Once you’ve sufficiently shoved the fabric through, straighten it out to give yourself a smooth place to sew. You don’t want to add extra pleats and folds into your stitches after shifting the fabric. Once the fabric is straight, continue stitching along your way.
When working with large and bulky garments, you’ll need to repeat this process a few times to ensure your fabric doesn’t wiggle and pull.
Sometimes you have to do weird things
Cosplay requires a lot of “weird things” and they don’t always follow what you expect sewing to entail. You sew everything from boots to hats to odd accessories that shouldn’t make any logical sense. But what’s even weirder than the weird things is how you sew them.
I think the weirdest I’ve sewn was a pleather boot for Sailor Chibi Moon. It didn’t fit on the machine and wouldn’t properly stay the storage tray arm, and I found myself carefully easing the fabric through the machine until it kind of worked in the end. The number of hats I’ve made definitely rank up there along with shoving entire massive petticoats through the machine to sew a mushroom skirt. Cosplay requires weird.
A manufacturer or industry has specialized machines. Ones that sew hats or boots or shoes or just one singular pair of jeans. But we’re cosplayers. Likely you have just a regular sewing machine and maybe a few other things, so that means you’ll need a little bit of ingenuity to sew these weird things.
When working with weird things, often it’s very situational. Each project has its own flavor of weird and oddities of trying to shove things into a machine that probably doesn’t really like what you’re doing. Take my boot for example. This boot trim required a top stitch around the top opening and to somehow avoid the zipper that sat on the side. I didn’t want to break the side of the trim for the zipper, which naturally made it harder on myself. It required me sitting at my machine, leaning into the machine, as I carefully pressed on the pedal and sewed a straight stitch over the trim with heavy duty thread and a zipper foot.
Hats became a problem as well. When you sew a hat, it tends to flop around as you go. I learned this pretty early on in my cosplay work that hats are very much classified as weird. They take over your machine, they like to wiggle, and they’re curved in a way that it’s nearly impossible to get both hands in.
When I work with hats, I generally approach them one of two ways. If the machine allows it, I prop the top of the hat on the top of the machine and sew it like a really large, obtuse sleeve. By resting it on the machine, I was able to control the fabric wiggle and get the inner seam sewn.
But my current machine doesn’t allow for this.
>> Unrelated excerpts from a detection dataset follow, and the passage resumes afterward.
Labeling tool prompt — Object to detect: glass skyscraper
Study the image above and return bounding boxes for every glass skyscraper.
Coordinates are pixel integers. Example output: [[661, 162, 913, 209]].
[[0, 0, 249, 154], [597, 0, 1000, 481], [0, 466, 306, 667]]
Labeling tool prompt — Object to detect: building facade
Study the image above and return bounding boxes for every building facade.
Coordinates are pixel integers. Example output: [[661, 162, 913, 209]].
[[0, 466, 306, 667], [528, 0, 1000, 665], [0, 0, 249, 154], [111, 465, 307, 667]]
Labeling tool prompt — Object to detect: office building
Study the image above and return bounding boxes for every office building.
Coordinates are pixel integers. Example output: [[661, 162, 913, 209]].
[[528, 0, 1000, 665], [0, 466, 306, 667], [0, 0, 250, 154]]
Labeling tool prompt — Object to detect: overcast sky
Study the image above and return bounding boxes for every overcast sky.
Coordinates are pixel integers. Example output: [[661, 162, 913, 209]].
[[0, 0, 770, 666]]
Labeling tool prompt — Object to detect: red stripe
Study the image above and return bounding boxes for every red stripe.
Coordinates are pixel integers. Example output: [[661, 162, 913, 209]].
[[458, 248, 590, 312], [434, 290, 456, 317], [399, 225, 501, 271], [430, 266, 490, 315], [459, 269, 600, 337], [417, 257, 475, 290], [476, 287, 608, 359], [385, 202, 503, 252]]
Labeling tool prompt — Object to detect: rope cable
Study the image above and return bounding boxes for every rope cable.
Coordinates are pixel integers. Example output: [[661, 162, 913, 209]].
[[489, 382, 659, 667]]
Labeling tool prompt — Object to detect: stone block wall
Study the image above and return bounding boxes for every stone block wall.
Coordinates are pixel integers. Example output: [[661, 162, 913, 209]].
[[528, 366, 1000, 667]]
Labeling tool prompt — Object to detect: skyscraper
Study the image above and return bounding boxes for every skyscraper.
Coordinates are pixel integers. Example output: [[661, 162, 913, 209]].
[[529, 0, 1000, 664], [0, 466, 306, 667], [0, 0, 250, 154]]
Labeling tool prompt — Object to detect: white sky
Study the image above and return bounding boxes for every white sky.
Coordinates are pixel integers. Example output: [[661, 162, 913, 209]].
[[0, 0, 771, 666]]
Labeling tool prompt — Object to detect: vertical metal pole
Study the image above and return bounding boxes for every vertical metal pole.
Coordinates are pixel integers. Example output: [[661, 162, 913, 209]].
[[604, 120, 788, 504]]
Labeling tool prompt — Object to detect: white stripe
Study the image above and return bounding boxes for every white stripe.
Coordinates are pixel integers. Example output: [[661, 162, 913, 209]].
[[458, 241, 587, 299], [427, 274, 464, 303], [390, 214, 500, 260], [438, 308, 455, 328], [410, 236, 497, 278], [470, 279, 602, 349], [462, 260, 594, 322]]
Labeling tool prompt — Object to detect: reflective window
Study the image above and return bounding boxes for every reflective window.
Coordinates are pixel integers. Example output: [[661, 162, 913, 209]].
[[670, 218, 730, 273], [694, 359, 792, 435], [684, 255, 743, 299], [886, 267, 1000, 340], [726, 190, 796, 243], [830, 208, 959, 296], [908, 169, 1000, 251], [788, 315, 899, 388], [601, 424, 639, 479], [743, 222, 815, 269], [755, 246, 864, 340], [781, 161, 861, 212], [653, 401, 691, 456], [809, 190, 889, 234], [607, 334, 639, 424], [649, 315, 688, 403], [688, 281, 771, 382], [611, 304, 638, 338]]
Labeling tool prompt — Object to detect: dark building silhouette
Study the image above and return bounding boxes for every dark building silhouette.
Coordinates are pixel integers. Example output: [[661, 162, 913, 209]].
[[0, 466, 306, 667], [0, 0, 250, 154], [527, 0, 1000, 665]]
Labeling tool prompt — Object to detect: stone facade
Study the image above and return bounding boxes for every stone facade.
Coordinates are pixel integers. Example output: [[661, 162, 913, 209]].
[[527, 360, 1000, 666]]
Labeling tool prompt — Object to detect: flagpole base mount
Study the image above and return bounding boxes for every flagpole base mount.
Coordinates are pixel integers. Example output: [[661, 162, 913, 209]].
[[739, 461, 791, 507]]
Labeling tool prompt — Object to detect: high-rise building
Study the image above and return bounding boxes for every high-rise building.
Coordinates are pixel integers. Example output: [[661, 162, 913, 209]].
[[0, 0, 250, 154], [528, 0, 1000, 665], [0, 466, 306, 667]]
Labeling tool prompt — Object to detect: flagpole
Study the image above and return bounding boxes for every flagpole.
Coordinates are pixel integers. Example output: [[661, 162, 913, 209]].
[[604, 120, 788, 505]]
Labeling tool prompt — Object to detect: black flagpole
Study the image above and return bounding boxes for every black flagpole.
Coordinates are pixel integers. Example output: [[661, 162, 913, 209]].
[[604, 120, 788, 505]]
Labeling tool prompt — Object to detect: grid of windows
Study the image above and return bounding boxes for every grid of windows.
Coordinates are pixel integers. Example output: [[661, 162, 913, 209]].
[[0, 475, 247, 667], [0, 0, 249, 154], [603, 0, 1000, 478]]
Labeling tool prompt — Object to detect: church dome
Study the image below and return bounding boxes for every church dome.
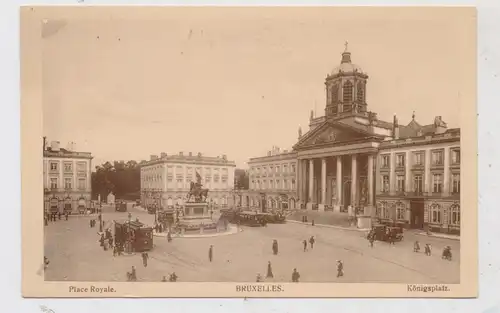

My second method is to pull the hat slightly forward, allowing my left hand to hold onto the hat brim as my left hand does all the guiding in front of the foot.
There’s honestly no universal way to handle weird, and being able to wrangle weird comes with practice. Sometimes it requires shifting your hands awkwardly, and even once I sewed with my right shoulder towards the machine at an angle. Sometimes weird comes with the type of fabric, much like my boot, or the size and stiffness of a project like a hat. And sometimes it’s just because you’re sewing a giant poof for a magical girl cosplay. Just keep at it until something works and make sure to have that seam ripper handy.
I hope these tips help you on your quest to become a sewing machine master! Work with them, practice with sewing, and work with the machine and the fabric. The more you sew, the more you’ll truly master the sewing machine. Remember, sewing is a skill, not a talent!